I have been compiling diagrams (pun intended) in hope of understanding the different implementations of common programming languages. I understand whether code is compiled or interpreted depends on the implementation of the code, and is not an aspect of the programming language itself.

I am interested in comparing Python interpretation with direct compilation (ex of C++)

and the virtual machine model (ex Java or C#)
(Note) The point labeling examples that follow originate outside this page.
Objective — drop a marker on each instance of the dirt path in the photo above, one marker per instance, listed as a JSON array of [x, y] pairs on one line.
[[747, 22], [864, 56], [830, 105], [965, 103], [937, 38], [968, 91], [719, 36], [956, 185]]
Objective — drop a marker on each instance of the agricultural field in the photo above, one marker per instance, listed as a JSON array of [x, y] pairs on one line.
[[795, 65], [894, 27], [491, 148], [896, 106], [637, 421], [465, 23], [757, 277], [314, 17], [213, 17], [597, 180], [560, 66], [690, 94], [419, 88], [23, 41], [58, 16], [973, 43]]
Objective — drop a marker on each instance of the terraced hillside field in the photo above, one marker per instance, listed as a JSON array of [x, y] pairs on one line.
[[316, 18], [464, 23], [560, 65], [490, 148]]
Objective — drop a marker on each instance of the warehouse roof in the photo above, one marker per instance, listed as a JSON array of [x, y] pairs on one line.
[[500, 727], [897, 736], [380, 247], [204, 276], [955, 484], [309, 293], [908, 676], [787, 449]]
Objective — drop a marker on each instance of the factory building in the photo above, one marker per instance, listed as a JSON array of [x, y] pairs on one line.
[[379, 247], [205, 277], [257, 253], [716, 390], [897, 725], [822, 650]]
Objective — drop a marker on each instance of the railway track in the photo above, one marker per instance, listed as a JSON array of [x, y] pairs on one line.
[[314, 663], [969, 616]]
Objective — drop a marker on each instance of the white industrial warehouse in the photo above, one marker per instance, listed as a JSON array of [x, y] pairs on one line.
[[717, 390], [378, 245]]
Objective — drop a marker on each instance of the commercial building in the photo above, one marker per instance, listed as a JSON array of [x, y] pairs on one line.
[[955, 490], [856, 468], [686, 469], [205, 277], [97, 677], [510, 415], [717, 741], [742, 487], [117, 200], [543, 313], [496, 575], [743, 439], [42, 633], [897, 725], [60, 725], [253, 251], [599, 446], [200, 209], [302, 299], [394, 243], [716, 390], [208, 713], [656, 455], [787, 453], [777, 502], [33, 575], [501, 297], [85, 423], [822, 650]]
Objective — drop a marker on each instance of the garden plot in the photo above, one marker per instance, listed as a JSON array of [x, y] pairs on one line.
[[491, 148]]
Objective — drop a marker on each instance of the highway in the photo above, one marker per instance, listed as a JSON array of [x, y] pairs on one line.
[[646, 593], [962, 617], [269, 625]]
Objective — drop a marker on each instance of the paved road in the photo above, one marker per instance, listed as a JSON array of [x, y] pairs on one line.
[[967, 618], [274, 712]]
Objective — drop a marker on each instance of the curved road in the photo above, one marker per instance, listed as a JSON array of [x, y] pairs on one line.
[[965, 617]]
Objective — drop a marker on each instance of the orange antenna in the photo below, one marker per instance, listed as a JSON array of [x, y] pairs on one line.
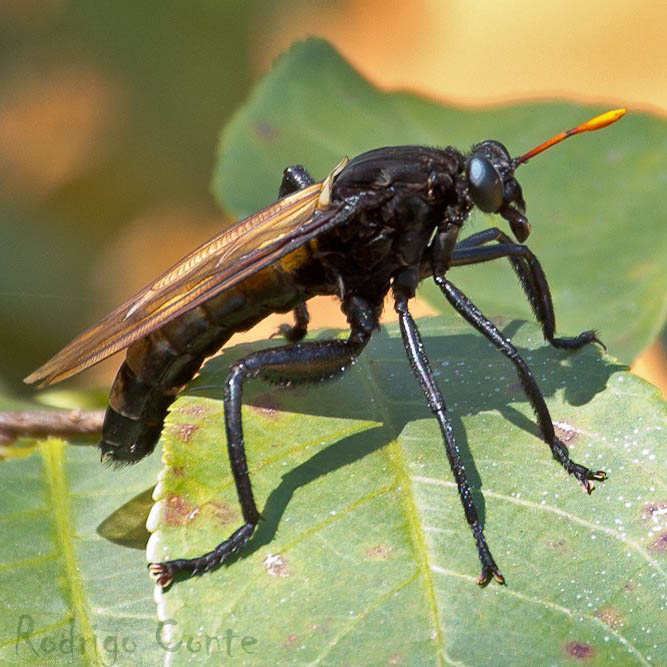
[[596, 123]]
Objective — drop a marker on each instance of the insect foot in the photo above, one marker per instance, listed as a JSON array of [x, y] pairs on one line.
[[164, 573], [585, 476]]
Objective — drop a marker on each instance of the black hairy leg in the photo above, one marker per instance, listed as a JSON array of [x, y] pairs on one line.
[[421, 367], [311, 361], [473, 316]]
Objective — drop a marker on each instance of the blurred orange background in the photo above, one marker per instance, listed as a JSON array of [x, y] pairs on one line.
[[108, 122]]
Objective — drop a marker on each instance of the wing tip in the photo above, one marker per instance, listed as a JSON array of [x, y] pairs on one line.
[[38, 378]]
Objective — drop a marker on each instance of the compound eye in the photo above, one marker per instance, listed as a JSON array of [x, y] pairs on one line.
[[484, 184]]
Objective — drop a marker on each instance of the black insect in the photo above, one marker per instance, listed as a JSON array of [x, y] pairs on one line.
[[383, 221]]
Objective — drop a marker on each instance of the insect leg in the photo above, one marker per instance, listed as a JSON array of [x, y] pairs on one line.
[[471, 314], [311, 361], [422, 369], [295, 178], [531, 276]]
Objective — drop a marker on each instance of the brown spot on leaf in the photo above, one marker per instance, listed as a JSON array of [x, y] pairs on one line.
[[611, 617], [654, 510], [179, 511], [195, 409], [380, 552], [580, 651], [660, 545], [185, 431]]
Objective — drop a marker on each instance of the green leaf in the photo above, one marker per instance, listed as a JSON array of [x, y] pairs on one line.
[[73, 582], [364, 555], [596, 202]]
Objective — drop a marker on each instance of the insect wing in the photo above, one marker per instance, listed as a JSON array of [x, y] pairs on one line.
[[250, 245]]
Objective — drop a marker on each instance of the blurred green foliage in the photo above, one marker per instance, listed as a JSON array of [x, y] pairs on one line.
[[167, 75]]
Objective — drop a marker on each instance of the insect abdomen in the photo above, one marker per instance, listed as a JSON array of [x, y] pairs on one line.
[[157, 366]]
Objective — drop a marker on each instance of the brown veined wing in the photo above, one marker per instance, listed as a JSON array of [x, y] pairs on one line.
[[248, 246]]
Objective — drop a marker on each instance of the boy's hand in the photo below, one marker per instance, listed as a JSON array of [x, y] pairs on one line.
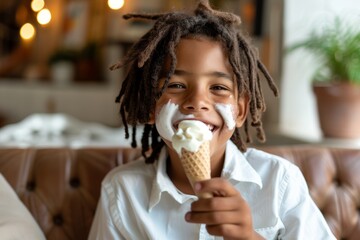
[[227, 214]]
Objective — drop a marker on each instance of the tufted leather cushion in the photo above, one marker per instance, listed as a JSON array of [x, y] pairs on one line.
[[333, 177], [61, 187]]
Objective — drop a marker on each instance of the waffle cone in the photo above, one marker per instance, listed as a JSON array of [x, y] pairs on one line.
[[197, 165]]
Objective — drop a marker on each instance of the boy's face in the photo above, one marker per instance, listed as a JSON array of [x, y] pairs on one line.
[[203, 81]]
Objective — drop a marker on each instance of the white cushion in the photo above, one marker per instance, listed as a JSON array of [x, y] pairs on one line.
[[16, 222]]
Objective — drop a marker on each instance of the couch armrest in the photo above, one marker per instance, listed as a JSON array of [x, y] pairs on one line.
[[333, 177]]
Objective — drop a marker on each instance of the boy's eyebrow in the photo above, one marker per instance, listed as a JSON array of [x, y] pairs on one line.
[[218, 74]]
In light of these two diagrams above, could you please help me develop a similar flowchart of how the .py file is converted to .pyc, uses the standard libraries (I gather they are called modules) and then actually run. Many programmers on SO indicate that python as a scripting language is not executed by the CPU but rather the interpreter, but that sounds quite impossible because ultimately hardware must be doing the computation.

Your diagrams are not detailed enough to show the difference between Python and Java. Just replace .java with .py and .class with .pyc. — cababunga, Jun 29 '12 at 18:56
@cababunga I see, so there is a Python compiler and a Python virtual machine? — jII, Jun 29 '12 at 18:58

score 3 · Accepted Answer · 2012-06-29T21:10:23.103

First off, this is an implementation detail. I am limiting my answer to CPython and PyPy because I am familiar with them. Answers for Jython, IronPython, and other implementations will differ - probably radically.

Python is closer to the "virtual machine model". Python code is, contrary to the statements of some too-loud-for-their-level-of-knowledge people and despite everyone (including me) conflating it in casual discussion, never interpreted. It is always compiled to bytecode (again, on CPython and PyPy) when it is loaded. If it was loaded because a module was imported and was loaded from a .py file, a .pyc file may be created to cache the compilation output. This step is not mandatory; you can turn it off via various means, and program execution is not affected the tiniest bit (except that the next process to load the module has to do it again). However, the compilation to bytecode is not avoidable, the bytecode is generated in memory if it is not loaded from disk.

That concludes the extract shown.